There are trenchcoat tape collectors. I like those dudes. I work with the French government” — a lot of golden-age jazz greats had their concerts or radio sessions recorded overseas — “and I’m just about to leave for Paris; I’m starting to work with a few other foreign archives as well.
And I’m still making phone calls all the time, tracking stuff down, trying to find out what happened to those tapes of John Coltrane and Larry Young, or the Wes Montgomery/ Coltrane ‘61 Monterey tapes.” In the case of the new Dolphy set, the sax/flute/bass clarinet great handed over a suitcase to a friend for safekeeping not long before he suddenly passed away from diabetic complications.

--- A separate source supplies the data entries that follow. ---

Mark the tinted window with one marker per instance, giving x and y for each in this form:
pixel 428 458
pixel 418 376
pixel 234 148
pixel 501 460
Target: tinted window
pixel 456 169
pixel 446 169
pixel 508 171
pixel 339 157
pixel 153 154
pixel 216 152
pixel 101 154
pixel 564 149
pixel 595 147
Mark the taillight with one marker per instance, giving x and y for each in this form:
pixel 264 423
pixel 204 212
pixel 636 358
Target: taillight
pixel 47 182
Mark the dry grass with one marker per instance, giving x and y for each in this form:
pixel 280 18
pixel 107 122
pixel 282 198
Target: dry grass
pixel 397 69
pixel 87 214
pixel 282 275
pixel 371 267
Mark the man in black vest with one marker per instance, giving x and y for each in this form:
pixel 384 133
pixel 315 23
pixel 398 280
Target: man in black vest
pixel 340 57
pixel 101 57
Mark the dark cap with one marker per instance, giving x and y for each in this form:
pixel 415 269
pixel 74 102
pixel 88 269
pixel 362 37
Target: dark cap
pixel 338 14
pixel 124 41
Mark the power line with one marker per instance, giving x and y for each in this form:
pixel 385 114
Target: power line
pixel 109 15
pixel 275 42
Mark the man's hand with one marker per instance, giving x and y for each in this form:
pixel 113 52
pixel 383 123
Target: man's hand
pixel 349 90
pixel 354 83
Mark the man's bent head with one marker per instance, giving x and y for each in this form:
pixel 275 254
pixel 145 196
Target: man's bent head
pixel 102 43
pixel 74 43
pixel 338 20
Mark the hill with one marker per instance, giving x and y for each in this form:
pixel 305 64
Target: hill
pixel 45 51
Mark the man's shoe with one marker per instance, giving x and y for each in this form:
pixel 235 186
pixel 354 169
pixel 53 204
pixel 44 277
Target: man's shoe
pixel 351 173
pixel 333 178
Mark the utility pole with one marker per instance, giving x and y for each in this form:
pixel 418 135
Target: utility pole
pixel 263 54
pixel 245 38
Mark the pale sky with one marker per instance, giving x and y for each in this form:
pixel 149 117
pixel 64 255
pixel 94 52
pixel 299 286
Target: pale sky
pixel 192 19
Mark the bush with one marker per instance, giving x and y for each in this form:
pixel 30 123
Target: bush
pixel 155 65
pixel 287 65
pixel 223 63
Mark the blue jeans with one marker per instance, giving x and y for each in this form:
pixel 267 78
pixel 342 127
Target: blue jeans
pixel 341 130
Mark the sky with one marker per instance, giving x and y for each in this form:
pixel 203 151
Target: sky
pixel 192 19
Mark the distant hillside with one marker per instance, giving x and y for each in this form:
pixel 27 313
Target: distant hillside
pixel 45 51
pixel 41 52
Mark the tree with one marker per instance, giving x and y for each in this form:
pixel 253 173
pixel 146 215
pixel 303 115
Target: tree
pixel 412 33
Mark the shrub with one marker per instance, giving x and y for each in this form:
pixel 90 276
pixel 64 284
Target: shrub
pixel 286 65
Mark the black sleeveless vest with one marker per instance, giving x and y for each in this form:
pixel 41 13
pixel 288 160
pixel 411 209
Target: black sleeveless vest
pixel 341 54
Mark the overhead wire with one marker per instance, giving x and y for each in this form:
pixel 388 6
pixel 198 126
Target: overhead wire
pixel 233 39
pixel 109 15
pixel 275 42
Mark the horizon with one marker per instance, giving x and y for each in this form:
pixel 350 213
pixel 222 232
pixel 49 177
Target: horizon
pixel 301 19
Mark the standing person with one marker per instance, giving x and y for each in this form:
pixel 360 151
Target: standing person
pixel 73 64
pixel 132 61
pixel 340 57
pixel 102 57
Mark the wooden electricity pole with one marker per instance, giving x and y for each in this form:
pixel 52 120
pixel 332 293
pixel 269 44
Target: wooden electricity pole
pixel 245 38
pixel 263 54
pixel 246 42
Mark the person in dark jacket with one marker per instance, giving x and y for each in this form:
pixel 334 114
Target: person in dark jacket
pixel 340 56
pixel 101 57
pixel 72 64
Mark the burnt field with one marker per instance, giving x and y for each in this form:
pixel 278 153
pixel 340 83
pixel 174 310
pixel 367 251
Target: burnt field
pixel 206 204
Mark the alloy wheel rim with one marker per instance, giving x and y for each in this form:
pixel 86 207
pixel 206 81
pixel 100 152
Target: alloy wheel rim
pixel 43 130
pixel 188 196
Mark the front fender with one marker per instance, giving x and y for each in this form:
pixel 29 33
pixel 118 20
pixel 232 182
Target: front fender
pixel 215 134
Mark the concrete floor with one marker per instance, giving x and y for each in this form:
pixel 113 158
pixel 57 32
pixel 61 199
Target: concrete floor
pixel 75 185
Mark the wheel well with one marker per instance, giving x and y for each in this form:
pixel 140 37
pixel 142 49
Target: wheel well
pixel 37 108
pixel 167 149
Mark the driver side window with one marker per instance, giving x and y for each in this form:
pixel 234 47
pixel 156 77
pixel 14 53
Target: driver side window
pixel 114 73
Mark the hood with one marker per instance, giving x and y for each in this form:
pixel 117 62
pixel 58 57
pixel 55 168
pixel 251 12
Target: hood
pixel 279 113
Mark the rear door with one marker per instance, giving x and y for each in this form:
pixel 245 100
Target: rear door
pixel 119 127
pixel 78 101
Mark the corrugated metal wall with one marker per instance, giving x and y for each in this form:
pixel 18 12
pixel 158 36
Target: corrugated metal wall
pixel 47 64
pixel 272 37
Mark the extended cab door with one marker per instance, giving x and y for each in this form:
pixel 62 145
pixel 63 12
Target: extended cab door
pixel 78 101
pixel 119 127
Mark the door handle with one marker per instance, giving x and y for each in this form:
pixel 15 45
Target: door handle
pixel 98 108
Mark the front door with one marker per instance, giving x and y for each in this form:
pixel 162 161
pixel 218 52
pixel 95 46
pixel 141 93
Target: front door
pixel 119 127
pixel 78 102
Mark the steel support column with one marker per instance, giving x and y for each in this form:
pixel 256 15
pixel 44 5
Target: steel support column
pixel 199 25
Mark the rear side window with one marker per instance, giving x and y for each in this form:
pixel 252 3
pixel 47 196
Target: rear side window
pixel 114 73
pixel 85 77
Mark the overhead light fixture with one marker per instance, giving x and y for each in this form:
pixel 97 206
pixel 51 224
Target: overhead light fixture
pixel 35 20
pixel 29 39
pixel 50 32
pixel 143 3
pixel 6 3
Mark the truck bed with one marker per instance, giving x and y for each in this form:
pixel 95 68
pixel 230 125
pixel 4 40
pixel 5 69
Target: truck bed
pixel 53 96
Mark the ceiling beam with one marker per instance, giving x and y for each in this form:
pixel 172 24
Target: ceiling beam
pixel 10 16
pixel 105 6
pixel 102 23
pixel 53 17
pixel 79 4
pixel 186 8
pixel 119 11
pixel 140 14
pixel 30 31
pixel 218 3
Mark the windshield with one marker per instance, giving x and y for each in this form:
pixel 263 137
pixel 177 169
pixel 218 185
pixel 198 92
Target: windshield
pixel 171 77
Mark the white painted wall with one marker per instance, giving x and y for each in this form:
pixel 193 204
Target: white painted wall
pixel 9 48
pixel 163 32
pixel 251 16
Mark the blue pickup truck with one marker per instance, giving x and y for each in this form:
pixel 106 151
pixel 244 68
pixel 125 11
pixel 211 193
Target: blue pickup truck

Feldman got a tip in 2014 that the suitcase had ended up in the hands of UCLA professor James Newton; it turned out to include not just mono masters for two of his three albums, but hours’ worth of outtakes from those sessions, 85 minutes of which have now been unveiled as part of “Musical Prophet.”. Chuck Stewart Photography LLC / Courtesy Resonance RecordsThe elaborate Dolphy set was Resonance’s only release for this Black Friday edition of Record Store Day, but Feldman actually produced three other RSD albums that came out for the occasion, thanks to his being permitted to freelance for other labels. He also produced two never-before-heard albums of vintage live jazz from Cannonball Adderley and Etta Jones for the Reel to Real label, and a straight reissue of Bobbie Gentry’s not-so-jazzy country classic “Ode to Billie Joe” for Elemental.Given how many years these take to produce, Feldman can already tell you what’s in store for the RSD coming next April: previously unissued late ‘’60s recordings from Bill Evans and mid-to-late ‘50s sessions from Wes Montgomery. Those names are familiar from past Resonance releases, but there are a couple of household names that haven’t previously been associated with the label that he’s close to procuring rights to put out for the RSDs coming up after that.
He can’t yet reveal who they are, but some of the most recognizable sax players and pianists in the world will be represented dead and living.Feldman is actually rethinking some of Resonance’s routine a little. “There has been a formula that has worked so far, and people love getting that vinyl first as an exclusive, But I’m wondering if perhaps, with the blessing of Record Store Day, if there could be some releases that come out on CD that are released for Record Store Day too.” (In rare instances, other labels do that; there’s no ban on CDs at RSD,) “It’s easier for publicists to get just one date down, and it’s very hard doing a little dance asking people to hold stories.
But maybe if we did the CD at the same time as the vinyl, maybe we wouldn’t sell as many vinyl? Maybe there’s a reason why it works the way it works.” Decisions are being made about making tracks available to stream, too, albeit only as best-of collections. “I have kept our entire back catalog off of streaming, but we’ve got to put our toe in the water, and do it in a way that’s not going to cannibalize our sales” — the kind of balance that a niche jazz imprint still has the luxury of striking.As for the possibility of finally giving into the CD crowd and giving that audience first crack along with vinyl enthusiasts, “I don’t know, but for right now,” Feldman says, “listen, we don’t want to mess with what’s really been working great for us.
And I would never do anything like that without talking with Record Store Day first, because they are a huge part of what we are doing. And they make it possible, man. God bless those guys.”.